The pattern of xenobiotic-metabolizing enzymes in the human pancreas

Abstract

Our previous study on phase II detoxifying enzymes, showing a significant reduction of glutathione S-transferase-pi in chronic pancreatitis compared to the normal pancreas, indicated that xenobiotic-metabolizing enzymes are involved in the pathogenesis of pancreatic diseases. This study presents an overall look at the distribution of the phase I xenobiotic-metabolizing enzymes, which are responsible for the metabolism of many common environmental toxins and carcinogens, in the normal pancreas. Twenty-four normal pancreases from 7 donors and 17 early autopsy cases, as well as cultured human islet cells, were analyzed by immunohistochemistry, Western blot analysis, and/or reverse-transcription polymerase chain reaction (RT-PCR) for the expression of nine cytochrome P-450 mono-oxygenases (CYP) and the NADPH cytochrome P-450 oxidoreductase. Remarkable differences in the cellular distribution of these enzymes were found between the individuals and between different pancreatic cells within the same individual. Nondiabetics expressed more of the enzymes than diabetics, females more than males, younger more than older individuals, and organ donors (all young individuals) more than autopsy specimens. CYP 2B6 was expressed in all 7 donor pancreas, compared to 8 of 17 autopsy cases. Most of the enzymes were localized in islet cells and either were distributed in all islet cells or were restricted to, or expressed in a higher concentration in, glucagon and/or pancreatic polypeptide cells.

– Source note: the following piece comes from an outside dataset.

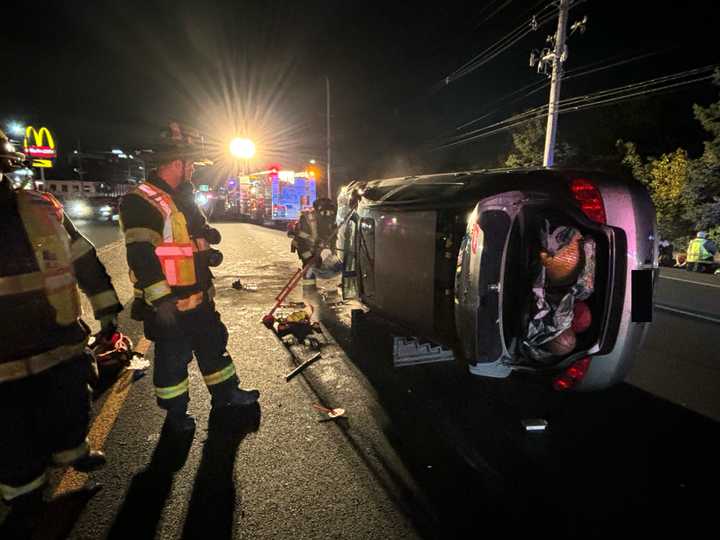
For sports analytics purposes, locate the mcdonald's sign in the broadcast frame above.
[23,126,57,160]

Furthermore, a different cellular localization of the enzymes was found in some individuals (e.g., cytoplasmic vs. Golgi pattern of staining and a frequent nuclear localization of CYP 2E1 in females). Except for anti-CYP 1A2 and 3A4, RT-PCR and Western blot analyses validated the specificity of the antibodies. Our results show that islet cells play a major role in the detoxification process of the pancreas. The expression of individual enzymes and their distribution in acinar, ductal, and islet cells may determine individual susceptibility to pancreatic diseases.